Lewis

When Lewis' Mum passed away life was turned upside down for him and his siblings. He tells us how Action for Children helped him find the stability he needed.

I grew up in a large family, there were four of us children and the house was always hectic but it was home. As the years went on, Dad became more and more absent, disappearing for weeks at a time and only popping in every now and again when he needed a roof for the night or some money.

Mum had suffered with a life-limiting illness since we were young so my older sister and I didn't really know any different than to help her with the younger children and the kind of household chores my mates weren't even aware of, like loading the washing machine and doing the weekly shop.

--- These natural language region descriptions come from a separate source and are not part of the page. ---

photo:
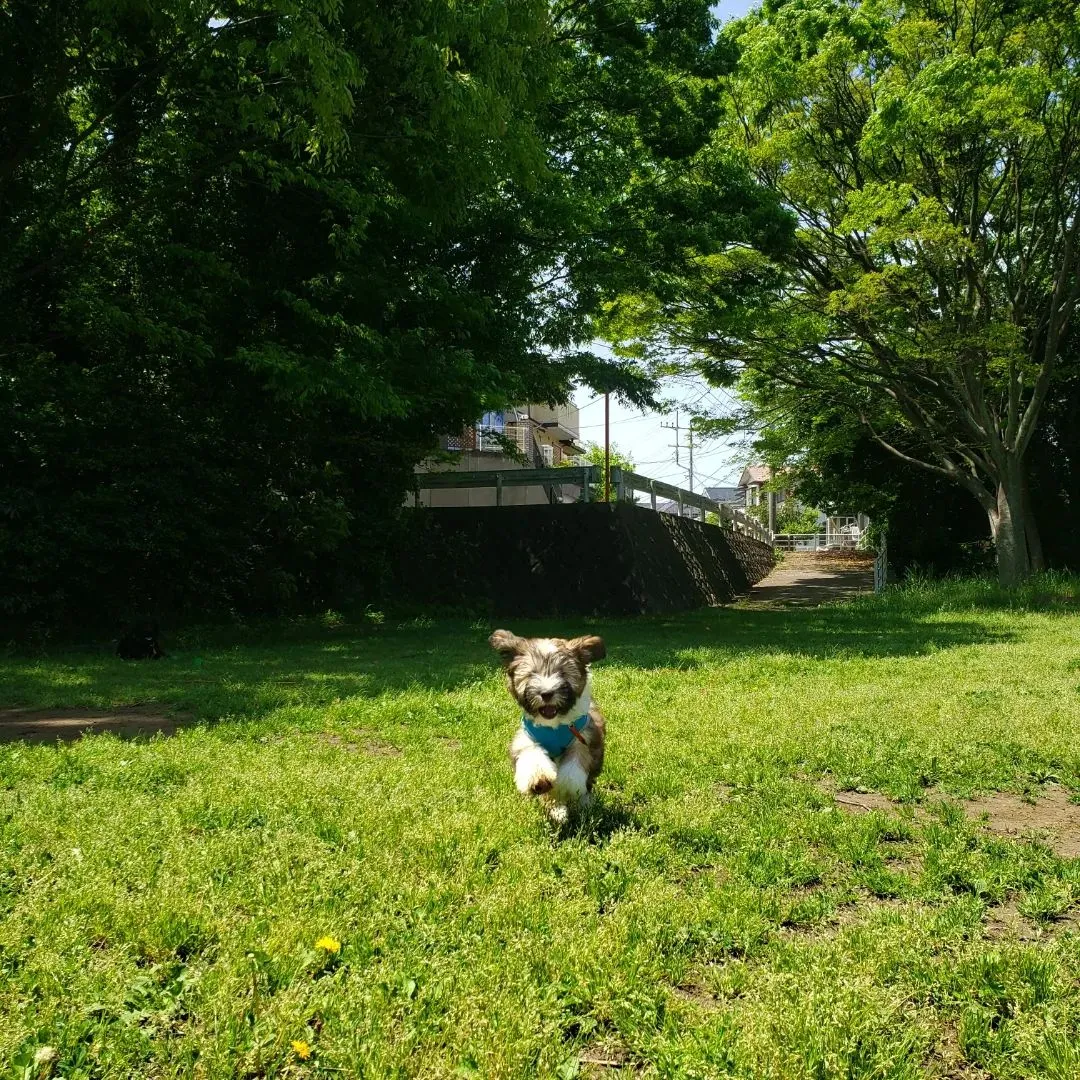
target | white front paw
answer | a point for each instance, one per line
(535, 774)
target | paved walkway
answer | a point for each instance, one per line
(806, 579)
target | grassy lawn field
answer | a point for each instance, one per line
(331, 874)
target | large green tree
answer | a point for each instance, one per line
(928, 156)
(255, 255)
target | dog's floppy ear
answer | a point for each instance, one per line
(507, 645)
(589, 648)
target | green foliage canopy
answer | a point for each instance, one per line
(256, 255)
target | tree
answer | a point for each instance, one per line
(929, 157)
(256, 255)
(594, 456)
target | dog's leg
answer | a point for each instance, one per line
(571, 784)
(535, 772)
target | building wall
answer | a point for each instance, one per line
(474, 461)
(624, 561)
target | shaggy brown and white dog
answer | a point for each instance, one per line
(558, 750)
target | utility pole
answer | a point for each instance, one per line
(690, 439)
(607, 447)
(678, 445)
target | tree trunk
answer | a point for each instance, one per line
(1009, 526)
(1035, 552)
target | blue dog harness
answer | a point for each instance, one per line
(554, 741)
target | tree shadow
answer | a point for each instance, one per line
(321, 671)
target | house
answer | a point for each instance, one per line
(524, 436)
(753, 484)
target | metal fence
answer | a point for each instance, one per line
(624, 485)
(824, 540)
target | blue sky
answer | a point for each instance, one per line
(642, 436)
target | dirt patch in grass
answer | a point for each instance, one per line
(1051, 818)
(364, 744)
(946, 1058)
(66, 725)
(864, 801)
(602, 1058)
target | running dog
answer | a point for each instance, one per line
(557, 752)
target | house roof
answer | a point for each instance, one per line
(755, 474)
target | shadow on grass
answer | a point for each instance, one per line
(325, 669)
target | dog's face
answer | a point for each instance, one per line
(547, 675)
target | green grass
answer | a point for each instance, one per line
(714, 915)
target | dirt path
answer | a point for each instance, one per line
(805, 579)
(50, 725)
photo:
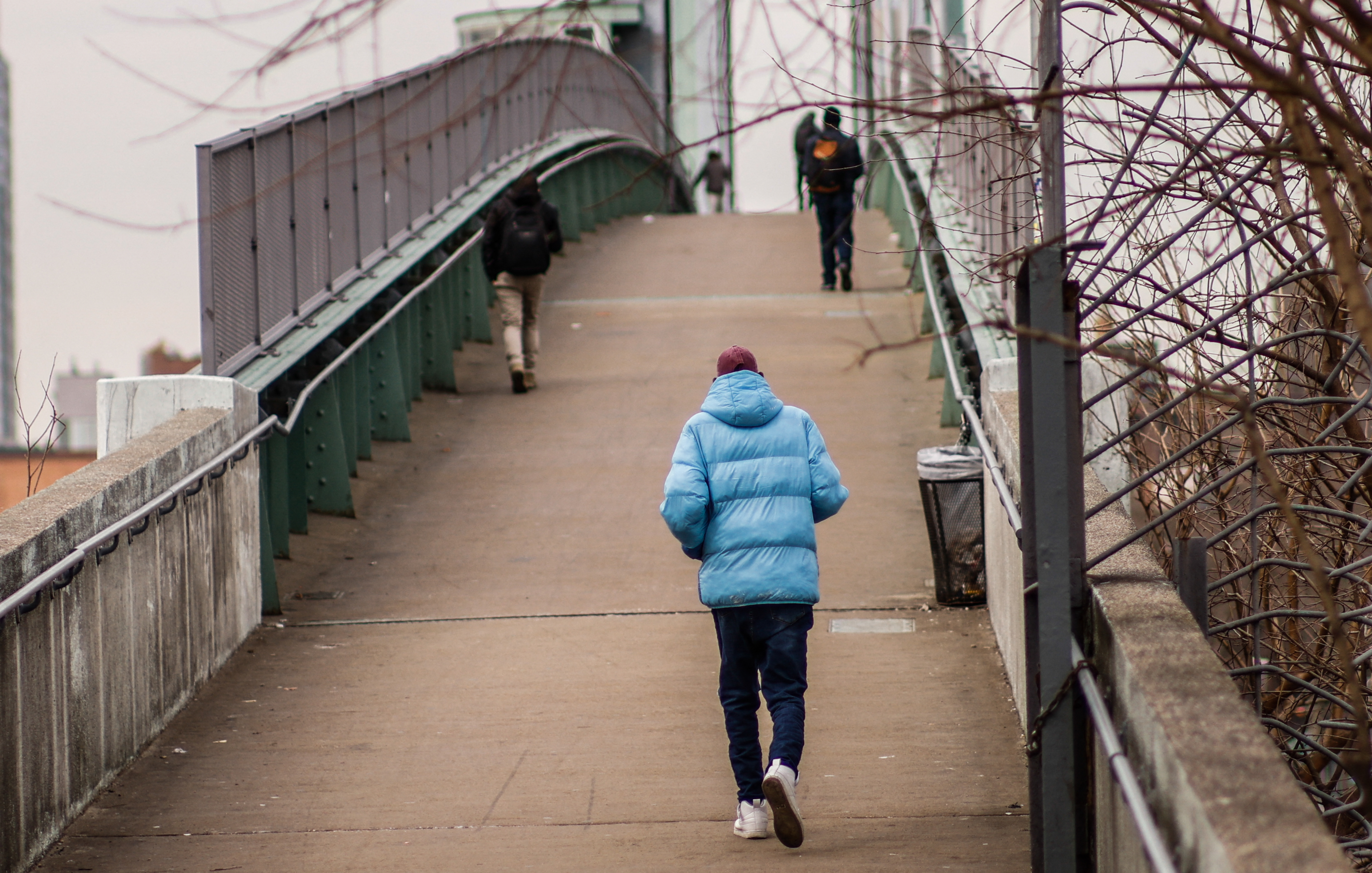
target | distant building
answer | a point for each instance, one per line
(76, 407)
(161, 361)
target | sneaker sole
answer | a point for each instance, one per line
(787, 823)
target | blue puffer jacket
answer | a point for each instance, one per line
(750, 480)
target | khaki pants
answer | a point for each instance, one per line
(521, 297)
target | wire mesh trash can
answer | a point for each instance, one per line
(950, 487)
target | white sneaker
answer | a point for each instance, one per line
(780, 787)
(752, 820)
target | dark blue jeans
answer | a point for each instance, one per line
(836, 231)
(770, 642)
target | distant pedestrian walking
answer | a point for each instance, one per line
(750, 480)
(717, 175)
(806, 131)
(522, 232)
(833, 164)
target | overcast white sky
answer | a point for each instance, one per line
(90, 132)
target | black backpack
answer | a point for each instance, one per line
(525, 243)
(822, 165)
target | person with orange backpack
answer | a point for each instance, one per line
(833, 165)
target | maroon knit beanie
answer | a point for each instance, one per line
(736, 359)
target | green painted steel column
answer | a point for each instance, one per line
(389, 396)
(276, 480)
(467, 293)
(327, 488)
(298, 513)
(951, 412)
(438, 349)
(452, 283)
(600, 173)
(346, 378)
(271, 598)
(483, 298)
(563, 198)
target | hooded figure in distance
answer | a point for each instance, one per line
(750, 480)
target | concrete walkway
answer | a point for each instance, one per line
(519, 673)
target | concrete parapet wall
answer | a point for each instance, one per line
(1216, 783)
(99, 668)
(130, 408)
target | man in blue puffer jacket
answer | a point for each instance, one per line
(750, 480)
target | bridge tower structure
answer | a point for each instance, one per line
(339, 263)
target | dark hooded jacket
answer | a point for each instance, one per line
(499, 217)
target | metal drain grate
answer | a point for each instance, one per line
(872, 627)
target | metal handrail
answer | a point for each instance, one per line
(298, 404)
(79, 555)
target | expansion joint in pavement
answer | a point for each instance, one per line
(563, 824)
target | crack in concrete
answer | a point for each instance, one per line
(536, 616)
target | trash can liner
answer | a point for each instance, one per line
(949, 463)
(950, 488)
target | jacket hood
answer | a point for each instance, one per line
(743, 400)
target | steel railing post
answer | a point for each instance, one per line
(389, 397)
(1052, 496)
(345, 382)
(1190, 568)
(327, 488)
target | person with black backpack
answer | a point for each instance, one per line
(806, 131)
(522, 235)
(833, 164)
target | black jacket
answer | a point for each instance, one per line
(847, 164)
(499, 217)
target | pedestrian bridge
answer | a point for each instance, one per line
(345, 603)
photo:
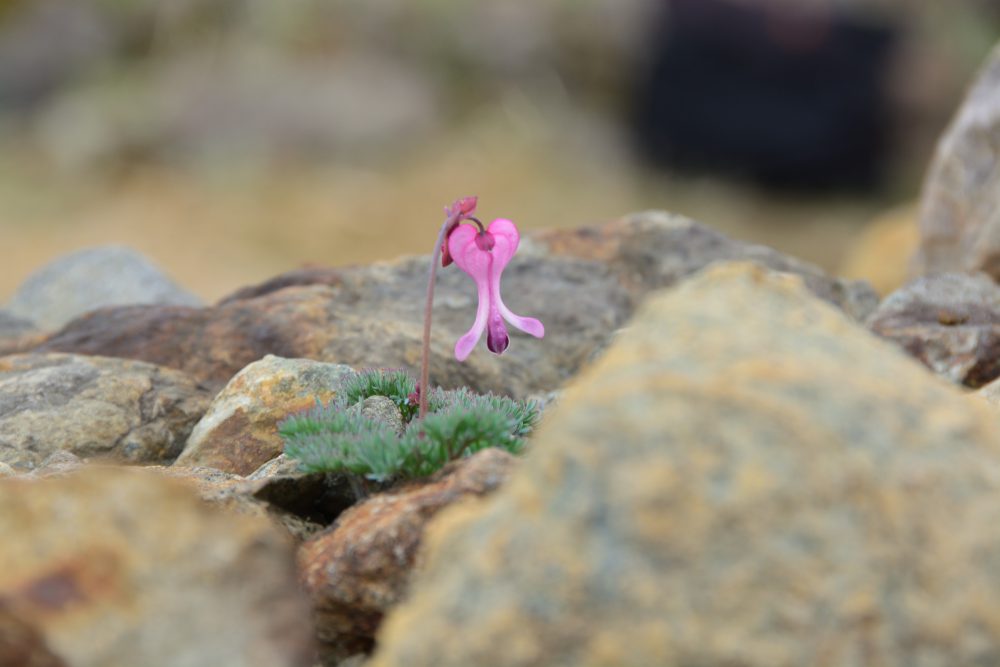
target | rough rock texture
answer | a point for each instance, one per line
(582, 284)
(960, 206)
(746, 477)
(94, 407)
(949, 321)
(359, 568)
(90, 279)
(139, 571)
(239, 432)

As the years went on, Dad became more and more absent, disappearing for weeks at a time and only popping in every now and again when he needed a roof for the night or some money.
Lewis
lewis

When I was old enough to work, my day became a routine of paper round before school, attend school with a visit home to check on mum at lunchtime, then work in the local shop until it closed at 7pm, dinner, homework, chores, then bed.

Weekends were filled up with looking after the younger ones and keeping up with the housework really. We didn’t really have time for friends but even the friends we did have didn’t know or understand how different our lives were compared to theirs.

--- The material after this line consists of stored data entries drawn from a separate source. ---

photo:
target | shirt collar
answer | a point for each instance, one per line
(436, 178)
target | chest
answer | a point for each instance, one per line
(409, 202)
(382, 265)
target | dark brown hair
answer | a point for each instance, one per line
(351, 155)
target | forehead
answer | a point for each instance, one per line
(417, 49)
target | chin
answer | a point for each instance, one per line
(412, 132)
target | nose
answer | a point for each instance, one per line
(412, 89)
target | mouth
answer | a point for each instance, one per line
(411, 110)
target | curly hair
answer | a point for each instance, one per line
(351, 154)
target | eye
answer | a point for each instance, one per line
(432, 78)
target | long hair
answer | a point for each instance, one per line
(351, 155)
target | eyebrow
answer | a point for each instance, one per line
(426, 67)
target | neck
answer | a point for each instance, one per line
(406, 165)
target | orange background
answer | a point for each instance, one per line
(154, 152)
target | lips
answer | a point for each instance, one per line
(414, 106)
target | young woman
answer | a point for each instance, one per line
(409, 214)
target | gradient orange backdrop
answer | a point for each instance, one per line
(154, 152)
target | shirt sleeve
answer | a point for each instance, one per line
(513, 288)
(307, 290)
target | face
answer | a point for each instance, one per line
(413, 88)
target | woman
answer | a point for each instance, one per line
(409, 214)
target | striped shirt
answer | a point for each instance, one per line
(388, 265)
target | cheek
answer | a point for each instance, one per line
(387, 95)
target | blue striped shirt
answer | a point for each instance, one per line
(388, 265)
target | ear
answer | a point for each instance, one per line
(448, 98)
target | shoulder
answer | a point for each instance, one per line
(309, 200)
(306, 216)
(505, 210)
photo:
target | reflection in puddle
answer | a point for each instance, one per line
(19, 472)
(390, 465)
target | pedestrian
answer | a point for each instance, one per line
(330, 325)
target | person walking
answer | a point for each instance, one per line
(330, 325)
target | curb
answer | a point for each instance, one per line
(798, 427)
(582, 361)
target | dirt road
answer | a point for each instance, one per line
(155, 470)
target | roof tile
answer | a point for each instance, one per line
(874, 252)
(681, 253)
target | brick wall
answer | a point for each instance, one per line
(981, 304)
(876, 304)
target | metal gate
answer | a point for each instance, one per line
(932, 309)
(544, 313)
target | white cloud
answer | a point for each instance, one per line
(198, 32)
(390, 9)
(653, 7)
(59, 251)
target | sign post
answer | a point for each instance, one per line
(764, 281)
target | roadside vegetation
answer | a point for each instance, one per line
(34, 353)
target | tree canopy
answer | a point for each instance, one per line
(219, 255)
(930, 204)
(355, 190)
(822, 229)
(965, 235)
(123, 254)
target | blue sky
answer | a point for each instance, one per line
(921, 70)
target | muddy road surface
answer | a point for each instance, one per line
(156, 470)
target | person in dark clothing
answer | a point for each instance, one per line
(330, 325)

One day we got called in to the school office to be told our mum had been taken in to hospital and she wasn’t expected to live for much longer. Mum passed away two weeks later. My oldest sister was 17 so she went to live with her boyfriend’s family, while my brothers and sisters and I were separated and placed with different foster care families.

 

I was 15 and my life had been turned upside down. I moved between a couple of temporary foster care placements and would have regular visits to see my brothers and sisters but I was yearning for stability and to have control of building my own life. To make my mum proud.

My social worker introduced me to Action for Children and I was offered an interview for a room in one of their supported housing projects. The idea is it allows young people, who might otherwise be homeless, the chance to live independently but with someone always around from Action for Children to guide you on your money management, staying in education or getting a job, how to maintain your tenancy and respect rules of living with others. You get your own room and have shared access to a kitchen, lounge and bathrooms. You cook and clean for yourself, or together with your housemates if you like, and we each have to pay a minimum amount of rent each week. I demonstrated in the interview that I was committed to studying and working and would be a trustworthy tenant. I moved in shortly after my 16th birthday and am in year one of a three year engineering apprenticeship.

I’ve made some good friends and feel like I’ve got an extended family in my housemates and the Action for Children staff who really care about us and are always there for advice or just when you need a chat. I still see my brothers and sisters - they are happy and I hope one day, we can all live together again.